E é uma ilusão perigosa pensar que podemos resolver o problema da fome no mundo aumentando a produção mundial baseada na implantação da agricultura industrial. Perigosa porque a forma como esses alimentos são cultivados em fazendas de monocultura, com uso intensivo de produtos químicos, está literalmente destruindo a base de recursos – solo, água, clima – da qual depende a futura produção de alimentos. Voltemos a Iowa: este Estado perdeu metade da camada superficial do solo devido à erosão, consequência do excessivo cultivo em linhas, usando máquinas pesadas. Na última década, foram cultivados mais de 200.000 hectares de terras novas de reserva, já que os agricultores se dedicaram a plantar até na margem dos rios, procurando fazer um bom negócio graças aos altos preços dos grãos destinados à produção de etanol. O solo é um recurso renovável, mas somente se for cultivado de maneira a protegê-lo e renová-lo.
Iowa também não consegue renovar o outro recurso renovável que é a água. A agricultura desse Estado é de sequeiro, mas a água é bombeada dos aquíferos de Jordán e Dakota, com fluxos que impedem que voltem a se encher. São necessários 19 litros de água por dia para criar um porco, com 20 milhões de porcos, isso soma mais de 139 bilhões de litros de água por ano. São necessários 11 litros de água para destilar 4 litros de etanol do grão, isso equivale a mais de 45 bilhões de litros por ano. Se a produção de etanol e carne aumentar na taxa esperada, esses grandes aquíferos acabarão secando.

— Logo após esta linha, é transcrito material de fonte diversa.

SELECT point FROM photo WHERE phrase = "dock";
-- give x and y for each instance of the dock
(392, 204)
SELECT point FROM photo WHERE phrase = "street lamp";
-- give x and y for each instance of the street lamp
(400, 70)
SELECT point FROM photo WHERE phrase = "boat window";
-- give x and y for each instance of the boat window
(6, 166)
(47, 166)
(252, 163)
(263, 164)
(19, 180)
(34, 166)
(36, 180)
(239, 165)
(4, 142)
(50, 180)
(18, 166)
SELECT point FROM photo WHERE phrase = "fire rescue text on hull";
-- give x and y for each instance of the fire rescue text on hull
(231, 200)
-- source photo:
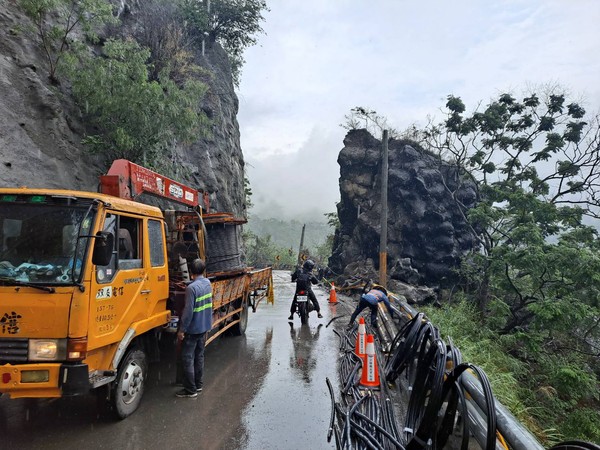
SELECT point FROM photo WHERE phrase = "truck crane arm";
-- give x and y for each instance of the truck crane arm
(129, 180)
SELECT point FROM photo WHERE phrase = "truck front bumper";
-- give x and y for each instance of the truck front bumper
(44, 380)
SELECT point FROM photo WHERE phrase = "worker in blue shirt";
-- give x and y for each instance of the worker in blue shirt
(371, 300)
(194, 325)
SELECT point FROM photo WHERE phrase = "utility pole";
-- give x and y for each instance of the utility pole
(383, 235)
(205, 33)
(301, 245)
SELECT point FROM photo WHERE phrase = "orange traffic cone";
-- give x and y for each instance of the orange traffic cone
(332, 294)
(370, 372)
(361, 339)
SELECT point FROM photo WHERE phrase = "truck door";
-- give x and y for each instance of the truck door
(119, 295)
(157, 283)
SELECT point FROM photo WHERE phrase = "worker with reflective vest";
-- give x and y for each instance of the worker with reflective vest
(371, 300)
(195, 323)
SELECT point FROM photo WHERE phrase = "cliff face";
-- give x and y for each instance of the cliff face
(41, 128)
(427, 234)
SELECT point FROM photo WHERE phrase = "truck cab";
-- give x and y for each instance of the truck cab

Ao mesmo tempo, o uso excessivo de produtos químicos necessários para grãos e soja contamina a água potável e destrói os habitats de espécies que a agricultura precisa para cultivar alimentos. Um recente relatório da Organização das Nações Unidas adverte sobre extinções em massa, enquanto outro estudo documenta o “apocalipse dos insetos”, que inclui a perda de polinizadores cruciais para os cultivos. Todas as áreas da agricultura de Iowa estão envolvidas na mudança climática e, por sua vez, são ameaçadas por ela. A agricultura industrial é uma emissora importante de gases do efeito estufa: os excessivos fertilizantes lançados nos campos de cereais de Iowa emitem nuvens de óxido nítrico, que é mais potente que o dióxido de carbono. As fazendas industriais deste Estado também contribuem quando se despejam as purinas concentradas nos campos dos agricultores.
A mudança climática torna as práticas agrícolas atuais extremamente destrutivas. Os modelos da NASA para Iowa preveem uma alta probabilidade de tempestades mais intensas, como o ciclone recente, inundações frequentes e uma crescente ameaça de secas prolongadas. Um estudo da Universidade de Minnesota estima que, em 2075, a produção de grãos de Iowa será 20 a 50% menor do que hoje.
Não é um sistema que funcione bem, e se estamos preocupados com a disponibilidade global de alimentos, nós, nos países ricos, deveríamos deixar de apostar na agricultura industrial e adotar imediatamente duas medidas simples: primeiro, reduzir o desperdício de alimentos, que descarta um terço ou mais dos alimentos produzidos em todo o mundo. Segundo, deixar de destinar cultivos e terras para a produção de biocombustível. Enquanto isso, vamos parar de alimentar a ilusão de que o aumento na produção de produtos agrícolas estadunidense ajudará a reduzir a fome no mundo.
* Timothy A. Wise, diretor do Programa de Direitos Alimentares e da Terra no Small Planet Institute de Cambridge, Massachusetts (Estados Unidos), em artigo publicado por Viento Sur, 29-07-2019. A tradução é do Cepat.